15. SIMD 1,2

이세진·2022년 4월 3일

Computer Science

생성일: 2021년 11월 25일 오후 9:43

SIMD Processing: Exploiting Regular (Data) Parallelism

  • SIMD : Single instruction operates on multiple data elements
    • Array processor
    • Vector processor

Data Parallelism

  • Concurrency arises from performing the same operation on different pieces of data
    • Single instruction multiple data (SIMD)
  • Constrast with thread ("control") parallelism
  • SIMD exploits operation-level parallelism on different data
  • SIMD works best when dealing with arrays in for loops. Hence, for parallelism to work in SIMD, there must be a great deal of identically structured data, which is called data-level parallelism

SIMD Processing

  • Single instruction operates on multiple data elements
  • In time or in space
  • Time-space duality
    • Array processor : Instruction operates on multiple data elements at the same time using different spaces
    • Vector processor : Instruction operates onf multiple data elements in consecutive time steps using the same space

Vector Registers

  • Each vector data register holds N M-bit values
    • Each register stores a vector
    • Not a (single) scalar value as we saw before

Array vs.

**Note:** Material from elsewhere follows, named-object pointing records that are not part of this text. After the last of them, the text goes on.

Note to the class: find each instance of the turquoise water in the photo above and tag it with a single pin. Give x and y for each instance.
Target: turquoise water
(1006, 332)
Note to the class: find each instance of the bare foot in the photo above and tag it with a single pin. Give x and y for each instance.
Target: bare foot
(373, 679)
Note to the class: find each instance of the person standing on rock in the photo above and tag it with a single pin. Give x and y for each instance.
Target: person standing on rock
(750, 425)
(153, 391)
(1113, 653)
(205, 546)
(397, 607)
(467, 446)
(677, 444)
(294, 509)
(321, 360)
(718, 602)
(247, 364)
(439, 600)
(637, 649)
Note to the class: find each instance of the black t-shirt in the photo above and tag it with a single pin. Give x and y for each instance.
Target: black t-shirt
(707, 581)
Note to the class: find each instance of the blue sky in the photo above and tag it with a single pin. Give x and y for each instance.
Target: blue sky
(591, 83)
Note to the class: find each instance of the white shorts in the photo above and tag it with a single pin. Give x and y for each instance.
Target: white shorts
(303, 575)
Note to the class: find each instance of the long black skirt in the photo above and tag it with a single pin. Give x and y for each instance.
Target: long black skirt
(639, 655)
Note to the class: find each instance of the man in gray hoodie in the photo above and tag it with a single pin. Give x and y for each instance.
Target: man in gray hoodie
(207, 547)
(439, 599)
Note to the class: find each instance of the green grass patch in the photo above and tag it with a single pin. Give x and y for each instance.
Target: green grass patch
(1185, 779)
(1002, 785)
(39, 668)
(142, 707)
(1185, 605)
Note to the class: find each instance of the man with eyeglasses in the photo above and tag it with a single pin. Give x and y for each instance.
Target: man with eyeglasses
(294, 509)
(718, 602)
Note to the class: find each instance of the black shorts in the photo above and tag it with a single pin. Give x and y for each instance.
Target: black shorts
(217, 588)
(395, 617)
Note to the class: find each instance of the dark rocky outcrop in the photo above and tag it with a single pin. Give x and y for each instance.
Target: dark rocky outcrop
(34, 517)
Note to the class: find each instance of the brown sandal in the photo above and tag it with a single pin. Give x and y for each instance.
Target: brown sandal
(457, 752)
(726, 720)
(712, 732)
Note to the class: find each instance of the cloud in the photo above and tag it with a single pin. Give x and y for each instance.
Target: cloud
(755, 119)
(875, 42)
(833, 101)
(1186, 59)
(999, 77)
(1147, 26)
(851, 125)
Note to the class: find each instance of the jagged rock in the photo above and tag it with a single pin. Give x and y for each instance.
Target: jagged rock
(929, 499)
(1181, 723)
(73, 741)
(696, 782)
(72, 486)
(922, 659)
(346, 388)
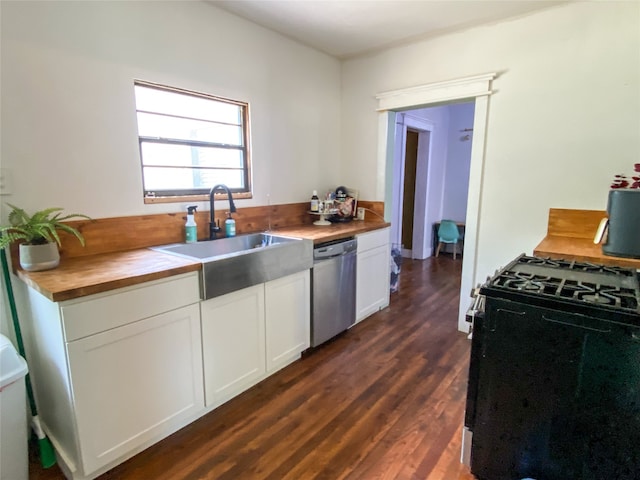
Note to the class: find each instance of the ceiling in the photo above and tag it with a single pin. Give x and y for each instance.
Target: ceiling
(347, 28)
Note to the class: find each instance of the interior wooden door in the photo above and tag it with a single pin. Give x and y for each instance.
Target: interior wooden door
(409, 189)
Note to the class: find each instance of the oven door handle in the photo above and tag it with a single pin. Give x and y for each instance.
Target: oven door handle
(576, 324)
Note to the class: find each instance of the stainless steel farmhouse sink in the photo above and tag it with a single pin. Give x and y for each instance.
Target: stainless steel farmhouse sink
(230, 264)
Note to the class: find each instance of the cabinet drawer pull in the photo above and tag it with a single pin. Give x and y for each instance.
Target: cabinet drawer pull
(511, 312)
(576, 325)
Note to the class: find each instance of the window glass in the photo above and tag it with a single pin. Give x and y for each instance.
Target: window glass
(190, 141)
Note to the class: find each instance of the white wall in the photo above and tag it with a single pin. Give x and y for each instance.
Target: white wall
(456, 182)
(563, 119)
(69, 133)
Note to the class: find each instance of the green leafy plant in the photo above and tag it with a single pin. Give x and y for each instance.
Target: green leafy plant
(37, 229)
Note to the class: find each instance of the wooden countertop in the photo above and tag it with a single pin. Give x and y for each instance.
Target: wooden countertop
(79, 276)
(580, 249)
(570, 236)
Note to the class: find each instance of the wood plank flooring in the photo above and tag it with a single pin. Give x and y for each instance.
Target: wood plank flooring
(384, 400)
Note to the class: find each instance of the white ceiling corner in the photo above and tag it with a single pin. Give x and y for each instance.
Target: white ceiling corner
(347, 28)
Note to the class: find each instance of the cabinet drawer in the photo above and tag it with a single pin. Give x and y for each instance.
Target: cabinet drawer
(369, 240)
(104, 311)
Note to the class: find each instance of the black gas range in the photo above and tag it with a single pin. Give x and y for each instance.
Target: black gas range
(610, 292)
(554, 376)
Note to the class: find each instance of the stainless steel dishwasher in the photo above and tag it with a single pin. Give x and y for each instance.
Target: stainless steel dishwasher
(333, 303)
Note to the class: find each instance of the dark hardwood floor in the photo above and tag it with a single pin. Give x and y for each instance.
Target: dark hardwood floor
(385, 400)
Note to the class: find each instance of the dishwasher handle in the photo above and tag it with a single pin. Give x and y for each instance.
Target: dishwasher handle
(334, 249)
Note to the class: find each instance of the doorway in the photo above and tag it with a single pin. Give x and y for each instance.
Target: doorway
(409, 191)
(390, 104)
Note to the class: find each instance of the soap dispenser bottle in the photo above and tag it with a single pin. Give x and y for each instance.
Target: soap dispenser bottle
(229, 226)
(315, 202)
(190, 228)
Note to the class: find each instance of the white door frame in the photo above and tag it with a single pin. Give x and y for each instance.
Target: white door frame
(476, 88)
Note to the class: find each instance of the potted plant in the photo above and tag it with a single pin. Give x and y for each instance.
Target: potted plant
(38, 234)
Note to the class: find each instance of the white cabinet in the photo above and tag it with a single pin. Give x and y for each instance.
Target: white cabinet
(116, 372)
(233, 342)
(287, 316)
(251, 333)
(133, 383)
(372, 277)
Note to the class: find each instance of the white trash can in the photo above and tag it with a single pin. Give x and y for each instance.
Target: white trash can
(14, 460)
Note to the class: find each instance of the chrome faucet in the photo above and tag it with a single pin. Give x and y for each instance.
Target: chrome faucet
(213, 228)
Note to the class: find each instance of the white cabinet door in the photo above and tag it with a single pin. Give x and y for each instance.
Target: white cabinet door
(288, 316)
(135, 384)
(372, 289)
(233, 343)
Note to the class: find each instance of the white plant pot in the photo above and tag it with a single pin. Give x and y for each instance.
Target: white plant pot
(35, 258)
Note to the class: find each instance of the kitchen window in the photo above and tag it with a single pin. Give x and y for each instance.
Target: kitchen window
(190, 142)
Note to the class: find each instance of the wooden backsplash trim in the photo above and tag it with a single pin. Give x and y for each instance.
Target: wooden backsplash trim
(116, 234)
(574, 223)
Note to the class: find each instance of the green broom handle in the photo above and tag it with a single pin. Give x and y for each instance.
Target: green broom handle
(16, 325)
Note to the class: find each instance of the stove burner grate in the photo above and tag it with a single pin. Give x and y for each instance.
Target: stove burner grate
(586, 292)
(576, 266)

Vector Processors

SIMD Array Processing vs. VLIW

  • VLIW : Multiple independent operations packed together by the compiler
  • Array processor : Single operation on multiple (different) data elements


SIMD Array processing

Vectror Processors 1

  • Vector : one-dimensional array of nubmers
  • 과학/상업 프로그램에서 많이 사용
    //예를 들어
    	C[i] = (A[i]+B[i])/2
  • Vector Processor : 명령어가 Scalar value가 아닌 벡터에 대해 작동하는 프로세서
  • Basic requirements (Register)
    • load/store values ⇒ vector register (contain vectors)
    • operate on vectors of different lengths ⇒ vector length register (VLEN)
    • Elements of a vector might be stored apart from each other in memory ⇒ vector stride register(VSTR)
      • Stride : distance in memory between two elements of a vector

Vector Stride Example : Matrix Multiply

Vector Processors 2

  • A vector instruction performs an operation on each element in consecutive cycles
    • Vector functional units are pipelined
    • Each pipeline stage operates on a different data element
  • Vector instructions allow deeper pipeline
    • No intra-vector dependencies ⇒ no hardware interlocking needed whithin a vector
    • No control flow within a vector
    • Known stride allows easy address calculation for all vector elements (load하기 쉬움)
  • 장점
    • No dependencies within a vector
      • Pipelining & parallelization work really well
      • Can have very deep pipelines (without the penalty of deep pipelines)
    • Each instruction generates a lot of work (i.e., operations)
      • Reduces instruction fetch bandwidth requirements
      • Amortizes(상각하다) instruction fetch and control overhead over many data ⇒ Leads to high energy efficiency per operation
    • No need to explicitly code loops
      • Fewer branches in the instruction sequence
    • Highly regular memory access pattern
  • 단점
    • Works (only) if parallelism is regular (data/SIMD parallelism) ⇒ very inefficient if parallelism is irregular
  • Limitations
    • Memory (bandwidth) can easily become a bottleneck, especially if
      1. compute/memory operation balance is not maintained
      2. data is not mapped appropriately to memory banks

Vector Registers

  • Each vector data register holds N M-bit values
  • Vector control registers: VLEN, VSTR, VMASK
  • Maximum VLEN can be N
  • Vector Mask Register (VMASK)
    • Indicates which elements of vector to operate on
    • Set by vector test instructions (e.g., VMASK[i] = (Vk[i] == 0))

Vector Functional Units

  • Use a deep pipeline to execute element operations ⇒fast clock cycle
  • Control of deep pipeline is simple because elements in vector are independent

Loading/Storing Vectors from/to Memory

  • Elements separated from each other by a constant distance (stride)
  • Assume stride = 1 for now
  • Elements can be loaded in consecutive cycles if we can start the load of one element per cycle
  • Question: How do we achieve this with a memory that takes more than 1 cycle to access? ⇒ Bank the memory; interleave the elements across banks

Memory Banking

  • Memory is divided into banks that can be accessed independently; banks share address and data buses (to minimize pin cost)
  • Can start and complete one bank access per cycle
  • Can sustain N parallel accesses if all N go to different banks

Vector Memory System

  • Next address = Previous address + Stride
  • If (stride == 1) && (consecutive elements interleaved across banks) && (number of banks ≥ bank latency) , then
    • we can sustain 1 elements/cycle throughput
  • Strides need to be relatively prime to the number of memory banks

Scalar Code Example : Element-Wise Avg.

여기서 SHFR R7 = R6 >> 1은 2로 나눈다는 뜻이다 Why? 2진수에서 오른쪽으로 한칸씩 밀면 2로 나눈 수가 된다. (0100 ⇒ 0010은 4 ⇒ 2)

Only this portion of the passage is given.